3. At the age of 30 you decide to start saving money. At first you can only afford to deposit $200 per month. However, at the age of 38 you are able to deposit $300 per month. Then at the age of 45 you raise your monthly deposit again to $500 per month. Finally at the age of 50 you get promoted to president of the company and are able to deposit $2000 per month into the account. Assuming your account is earning (prime interest rate + 4%) in interest, compounded monthly, how much do you have in your account at the age of 70? Hint: Treat each time that you change the deposit amount as a seperate annuity, and compute the future value (FV) on each annuity seperately.

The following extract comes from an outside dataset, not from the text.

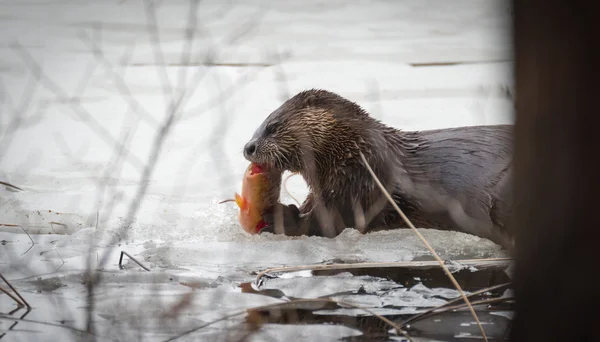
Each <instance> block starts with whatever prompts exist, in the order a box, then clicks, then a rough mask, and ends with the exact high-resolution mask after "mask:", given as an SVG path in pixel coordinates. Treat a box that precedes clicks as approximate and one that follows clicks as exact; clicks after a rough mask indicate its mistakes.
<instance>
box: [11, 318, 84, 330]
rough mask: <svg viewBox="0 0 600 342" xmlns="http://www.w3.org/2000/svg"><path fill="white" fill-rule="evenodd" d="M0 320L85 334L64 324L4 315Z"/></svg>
mask: <svg viewBox="0 0 600 342" xmlns="http://www.w3.org/2000/svg"><path fill="white" fill-rule="evenodd" d="M0 319H5V320H9V321H21V322H27V323H37V324H42V325H48V326H52V327H62V328H65V329H69V330H72V331H76V332H79V333H86V332H85V331H83V330H79V329H77V328H73V327H70V326H68V325H65V324H57V323H50V322H44V321H36V320H31V319H22V318H15V317H10V316H6V315H5V314H0Z"/></svg>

Assume that each annuity earns compound interest during the time it is not receiving deposits.

· First we determine the interest rate per month (this will be used in each calculation) so .0725/12 = .006041667%

· The first calculation is $200 per month for 8 years

· 8 years * 12 months = 96 periods

· so $200 [(1.006041667)^96-1/006041667]; $200[.782924464/.006041667] = $25,917.50 (rounded); then we need to take the remaining years to determine the compound interest earned on the $25,917.50; so A = P(1+r)^t, A =

$25,917.50(1.0725)^32; $243,387.55

· The second calculation is $300 per month for 7 years

· 7 years * 12 months = 84 periods

· So $300[(1.006041667)^84-1/.006041667]; $300 (.658598721/.006041667 = $32,702.83 (rounded); then we need to take the remaining years to determine the compound interest earned on $32,702.83; $32,702.83(1.0725)^25=$188,155.91

· The third calculation is $500 per month for 5 years

· 5 years * 12 months = 60 periods

· so $500[1.006041667)^72-1/.006041667]; $500(.542942381/.006041667) =$44,933.16 (rounded); then we determine the compound interest earned; $44,933.16(1.0725)^20 = $182,185.15

· The fourth calculation is $2,000 per month for 20 years

· 20 years * 12 months = 240 periods

· so $2000[(1.006041667)^240-1/.006041667], $2000(3.244556906/.006041667) = $1,074,060.16

· The final step is to add it all together, so $243,387.55 + $188,155.91 + $182,185.15 + 1,074,060.16 = $1,687,788.77 total invested by the age of 70.